When you're sorted out for shoes, if you can only invest in one more piece of kit, make it a super-stretchy, versatile resistance band.
"I get my clients to use bands all the time," says running coach and RW contributing editor Nick Anderson (runningwithus.com). "They can come back from their runs and pack in strength and conditioning work without going to a gym."
Bands are colour-coded according to their thickness. A thinner band (normally yellow or green) offers less resistance and an easier workout. Anderson recommends you chose a thin band to start with - you can always increase its resistance by making it shorter or doubling it up."It's tempting to let the band's recoil pull you back quickly, but that would nullify half your workout," Anderson says. "So keep it steady."
The bands let you isolate and work on particular muscle groups. For runners, who often neglect their upper body and core, this means you can balance out your runs with a full-body workout. Try this routine a couple of times per week, after a run.
Picture credt: Eleonora Ghioldi/ Getty Images
1. Attach your resistance band to a doorway at shoulder level - wedging it in just above the top hinge should put it at the right height. Stand with your arms extended out in front of you, perpendicular to the band.

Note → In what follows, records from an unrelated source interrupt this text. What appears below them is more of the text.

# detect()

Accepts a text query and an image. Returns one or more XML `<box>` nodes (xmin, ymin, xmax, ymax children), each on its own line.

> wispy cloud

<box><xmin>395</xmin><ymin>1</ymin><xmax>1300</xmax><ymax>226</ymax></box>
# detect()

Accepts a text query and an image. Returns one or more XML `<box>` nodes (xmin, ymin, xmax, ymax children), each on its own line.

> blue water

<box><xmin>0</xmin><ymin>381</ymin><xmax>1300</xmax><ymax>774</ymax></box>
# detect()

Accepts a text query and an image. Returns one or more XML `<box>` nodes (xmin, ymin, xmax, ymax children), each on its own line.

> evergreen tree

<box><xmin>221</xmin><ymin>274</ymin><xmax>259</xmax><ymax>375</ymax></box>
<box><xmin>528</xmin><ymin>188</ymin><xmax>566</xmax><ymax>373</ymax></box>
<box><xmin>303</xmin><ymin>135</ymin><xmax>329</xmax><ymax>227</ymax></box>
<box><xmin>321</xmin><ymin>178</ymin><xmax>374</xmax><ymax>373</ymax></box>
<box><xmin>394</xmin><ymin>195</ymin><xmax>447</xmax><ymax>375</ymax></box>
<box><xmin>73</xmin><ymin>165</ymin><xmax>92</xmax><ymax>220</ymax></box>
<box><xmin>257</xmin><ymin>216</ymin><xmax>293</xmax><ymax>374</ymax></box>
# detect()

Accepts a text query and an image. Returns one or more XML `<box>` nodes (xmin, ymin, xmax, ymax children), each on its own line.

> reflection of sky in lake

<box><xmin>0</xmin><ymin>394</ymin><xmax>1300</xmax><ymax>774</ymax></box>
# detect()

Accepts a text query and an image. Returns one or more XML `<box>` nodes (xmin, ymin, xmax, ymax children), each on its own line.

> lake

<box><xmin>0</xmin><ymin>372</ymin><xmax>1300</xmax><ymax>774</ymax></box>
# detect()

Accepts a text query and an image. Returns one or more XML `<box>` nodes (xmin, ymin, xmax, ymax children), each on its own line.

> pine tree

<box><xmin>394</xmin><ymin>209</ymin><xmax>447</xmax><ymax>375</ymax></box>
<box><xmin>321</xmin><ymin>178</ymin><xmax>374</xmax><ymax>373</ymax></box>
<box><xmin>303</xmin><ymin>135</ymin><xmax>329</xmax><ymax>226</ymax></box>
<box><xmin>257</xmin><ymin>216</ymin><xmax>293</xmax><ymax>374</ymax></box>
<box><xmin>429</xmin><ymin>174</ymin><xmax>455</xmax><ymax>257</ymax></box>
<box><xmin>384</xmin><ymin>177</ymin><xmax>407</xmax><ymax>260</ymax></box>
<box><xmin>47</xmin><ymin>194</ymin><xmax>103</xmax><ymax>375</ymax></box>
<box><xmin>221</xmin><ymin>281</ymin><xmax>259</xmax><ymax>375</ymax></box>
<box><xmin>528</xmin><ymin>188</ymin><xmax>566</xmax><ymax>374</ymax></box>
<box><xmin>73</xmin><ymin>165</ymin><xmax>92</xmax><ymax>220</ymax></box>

2. Keeping your arms straight, rotate your body away from the band by 90 degrees. Hold for two seconds, then slowly release back to the start position. Do six sets on both sides.
3. Reconnect the band to a low position (about knee height) and rotate, bringing the band up diagonally so that you finish with it above your shoulders. Do six sets on both sides.
4. Finally, position the band higher, this time above your head. Rotate your body and bring the band diagonally downwards, again repeating six sets on both sides.